И вот теперь он висел на тонкой нитке над бездной. Думал, что же делать: то ли обрезать к чертовой матери эту нить и разбиться наконец вдребезги, то ли карабкаться по ней вверх, обдирая в кровь ладони?
Эх, если бы… Вот если бы можно было все оставить, как есть! Каким-то чудом сохранить их обеих! Где-то в самом дальнем и темном закоулке души у него теплилась наивная надежда, что Марина закроет глаза, разрешит ему это маленькое удовольствие! Да что такого: подумаешь – физиология! Любит-то он Марину! Но она ясно дала понять: не потерпит. Леший попытался представить себя без Марины – получалось плохо. Их совместная жизнь виделась ему большим и уютным домом, который они возводили вместе с первого кирпичика. И вот теперь, когда все так ладно получилось, когда у очага играли дети, он должен все оставить? Лёшка вспомнил, как по молодости лет ходил на работу: джинсы, рубашка и кисточка в нагрудном кармане – «Вот так и уйдешь! – сказал он себе. – А Марина найдет другого».
Другого! При этой мысли у него вскипала кровь: какого еще другого? Как может кто-то другой занять его место? Все в семье всегда вертелось вокруг него – так устроила Марина, теперь он это ясно понимал. Если сам он был как бы камнем, из которого сложен их общий дом, то Марина – связующий раствор. «Папа сказал, папа разрешил, папа запретил, спросим у папы» – так было поставлено дело. «Папа работает, папа отдыхает» – это святое! «Папа уехал, но скоро вернется» – и всеобщий вопль радости: «Папа приехал!» И такой же восторг: «Папа будет петь!» Или – «Папа готовит!» Лёшка изо всего умел устроить целое представление: рассказывал ли о своих поездках, рисовал ли вместе с детьми или вдруг затевал какого-нибудь гуся с яблоками.
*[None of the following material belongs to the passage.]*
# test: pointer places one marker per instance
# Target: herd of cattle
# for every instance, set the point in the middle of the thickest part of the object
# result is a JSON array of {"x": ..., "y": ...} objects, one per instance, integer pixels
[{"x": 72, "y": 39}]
Он был отец-праздник. А будни доставались Марине. Детские сопли и капризы, каши и компоты, ботиночки и пальтишки, куклы-машинки, стирки-уборки – забот хватало, несмотря на бабушку и Ксению Викентьевну. Марина читала детям вслух, рассказывала сказки на ночь, а когда чуть подросли, стала водить их по зоопаркам и музеям. Она устраивала грандиозные семейные праздники, целые спектакли, в которых принимали участие и Юля с Митей-Козявкиным: писала сценарии, делала вместе с детьми декорации, а Леший, появлявшийся в последнюю минуту, вносил радостную суматоху и импровизировал на ходу… И все это он должен оставить?